Members of our weight loss clinics don’t have to sacrifice Taco Tuesdays—we’ve got lots of healthy alternatives that won’t break the calorie bank. This recipe for BBQ Chicken Tacos keeps things on the low carb side by using whole wheat or carb balance tortillas in fajita size. It’s fast and easy to make, with a high protein content derived from chicken and black beans that fills you up. This is also a good recipe for practicing portion control. Using the smaller tortillas and smaller tomatoes will make you see that you don’t need burrito size to curb your hunger.
Chicken is an excellent source of lean protein and is packed with other healthy nutrients, including iron, phosphorus, selenium and vitamin A. Keep in mind, a little shredded chicken goes a long way. The black beans are another ideal source of protein, fiber, folate, copper and magnesium. Tomatoes are low in calories yet supply potent antioxidants such as lycopene and vitamins A and C. Just be sure to opt for a barbecue sauce that is low in carbs or sugar to keep things on the good side of your diet.
You can also turn this into a delicious salad! Click here to discover healthy low-carb recipes and find information about our weight loss clinics.
6 to 8 ounces skinless chicken breast, shredded
4 Whole wheat, low carb or carb balance tortillas (fajita size)
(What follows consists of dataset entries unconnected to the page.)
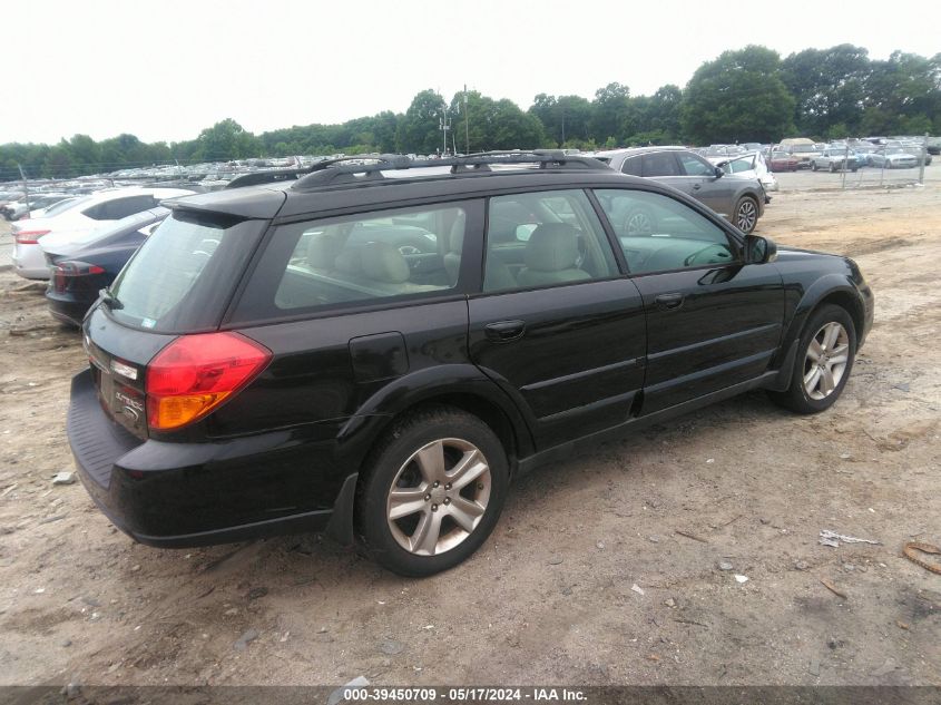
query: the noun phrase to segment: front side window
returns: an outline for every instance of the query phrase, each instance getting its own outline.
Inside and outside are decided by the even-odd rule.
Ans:
[[[496,196],[488,205],[483,291],[616,276],[614,253],[584,192]]]
[[[732,264],[737,258],[725,231],[686,204],[641,190],[595,193],[631,273]]]

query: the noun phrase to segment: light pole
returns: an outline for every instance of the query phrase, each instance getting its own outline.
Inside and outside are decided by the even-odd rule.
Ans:
[[[470,123],[468,121],[468,85],[464,84],[464,154],[470,154]]]
[[[438,118],[438,129],[444,136],[444,150],[441,153],[442,157],[448,156],[448,130],[451,129],[451,120],[448,119],[448,104],[444,102],[444,96],[441,96],[442,117]]]

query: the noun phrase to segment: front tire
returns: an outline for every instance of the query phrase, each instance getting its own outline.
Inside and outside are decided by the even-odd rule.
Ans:
[[[507,453],[477,417],[433,407],[396,421],[366,462],[356,525],[367,552],[402,576],[447,570],[497,525]]]
[[[771,392],[777,403],[797,413],[820,413],[840,398],[856,356],[856,329],[849,312],[821,306],[807,321],[797,344],[791,385]]]
[[[735,225],[748,235],[758,224],[758,202],[751,196],[742,196],[735,204]]]

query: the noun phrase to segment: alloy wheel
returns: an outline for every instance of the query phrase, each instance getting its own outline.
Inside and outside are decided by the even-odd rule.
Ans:
[[[744,198],[742,203],[738,204],[738,213],[736,217],[738,229],[744,233],[751,233],[757,221],[758,210],[755,208],[755,203],[751,198]]]
[[[490,466],[468,441],[432,441],[402,464],[386,500],[395,541],[416,556],[437,556],[463,542],[490,501]]]
[[[843,380],[850,361],[850,334],[832,321],[811,339],[804,359],[804,391],[817,401],[830,396]]]

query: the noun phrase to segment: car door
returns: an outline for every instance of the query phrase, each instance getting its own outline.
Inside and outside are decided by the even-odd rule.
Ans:
[[[782,334],[784,288],[773,264],[745,264],[741,242],[678,198],[596,190],[647,317],[640,413],[660,411],[762,374]],[[624,228],[644,209],[649,234]]]
[[[644,303],[588,196],[494,196],[488,223],[468,301],[474,364],[514,400],[537,448],[626,422],[644,379]]]

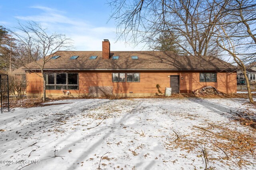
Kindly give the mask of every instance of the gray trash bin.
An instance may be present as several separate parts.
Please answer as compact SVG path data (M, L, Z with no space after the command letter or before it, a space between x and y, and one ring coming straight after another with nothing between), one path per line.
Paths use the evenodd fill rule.
M172 88L166 87L165 88L165 96L172 96Z

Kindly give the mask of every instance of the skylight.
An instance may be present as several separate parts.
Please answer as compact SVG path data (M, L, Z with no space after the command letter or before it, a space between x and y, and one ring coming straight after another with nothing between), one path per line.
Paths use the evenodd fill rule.
M56 56L53 56L53 57L52 57L51 58L51 59L54 59L54 60L56 60L56 59L58 59L58 58L59 58L59 57L60 57L60 56L58 56L58 55L56 55Z
M92 59L94 60L94 59L96 59L97 57L98 57L98 56L92 56L90 57L90 59Z
M112 57L112 60L118 60L119 59L119 56L113 56Z
M73 55L73 56L71 57L70 57L70 59L72 60L75 60L76 59L77 59L79 57L79 56L77 56L77 55Z

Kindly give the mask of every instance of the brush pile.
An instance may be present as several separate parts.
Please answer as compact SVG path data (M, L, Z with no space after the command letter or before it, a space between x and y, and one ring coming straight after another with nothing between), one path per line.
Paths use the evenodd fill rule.
M198 89L193 91L193 93L196 95L206 96L209 95L222 95L223 93L218 91L217 89L211 86L204 86Z

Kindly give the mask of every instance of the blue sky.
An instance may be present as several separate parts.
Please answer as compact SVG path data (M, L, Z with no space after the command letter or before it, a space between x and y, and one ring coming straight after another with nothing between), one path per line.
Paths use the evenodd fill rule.
M101 42L108 39L112 51L142 50L140 46L117 39L113 20L108 22L111 8L106 0L1 0L0 25L12 29L34 21L49 33L65 34L77 51L101 51Z

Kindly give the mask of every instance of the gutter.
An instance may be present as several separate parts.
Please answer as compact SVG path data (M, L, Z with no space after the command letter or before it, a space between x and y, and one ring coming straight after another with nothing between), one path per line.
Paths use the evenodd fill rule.
M22 68L24 70L41 70L39 68ZM118 71L118 70L141 70L141 71L234 71L237 70L237 68L180 68L180 69L147 69L147 68L45 68L44 70L66 70L66 71Z

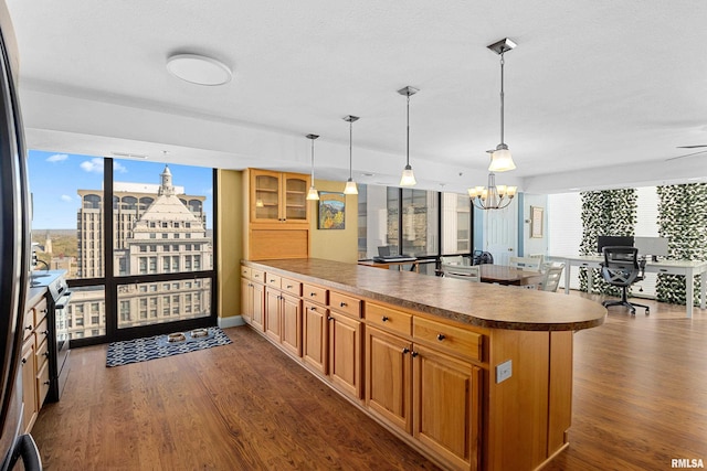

¾ cup cherry or grape tomatoes, halved
1/2 cup canned black beans, unsalted
1/4 cup plain, low-fat Greek yogurt
1 tbsp chopped fresh cilantro leaves
1 tbsp fresh lime juice
1/4 cup organic barbecue sauce
1 tsp extra virgin olive oil
Kosher salt and freshly ground black pepper to taste
Warm the oil in a nonstick pan over medium heat. Stir in the black beans and cook for a few minutes, until fully warmed. Next, mix the shredded chicken and barbecue sauce in a bowl and warm in the microwave for approximately a minute.
Warm the tortillas to your liking and then scoop the chicken into each tortilla. Top with a dollop of black beans and then tomatoes.
Whisk together the low fat Greek yogurt and lime juice in a bowl. Season with Kosher salt and freshly ground black pepper to taste. Add a spoonful to each taco, sprinkle with cilantro leaves and serve.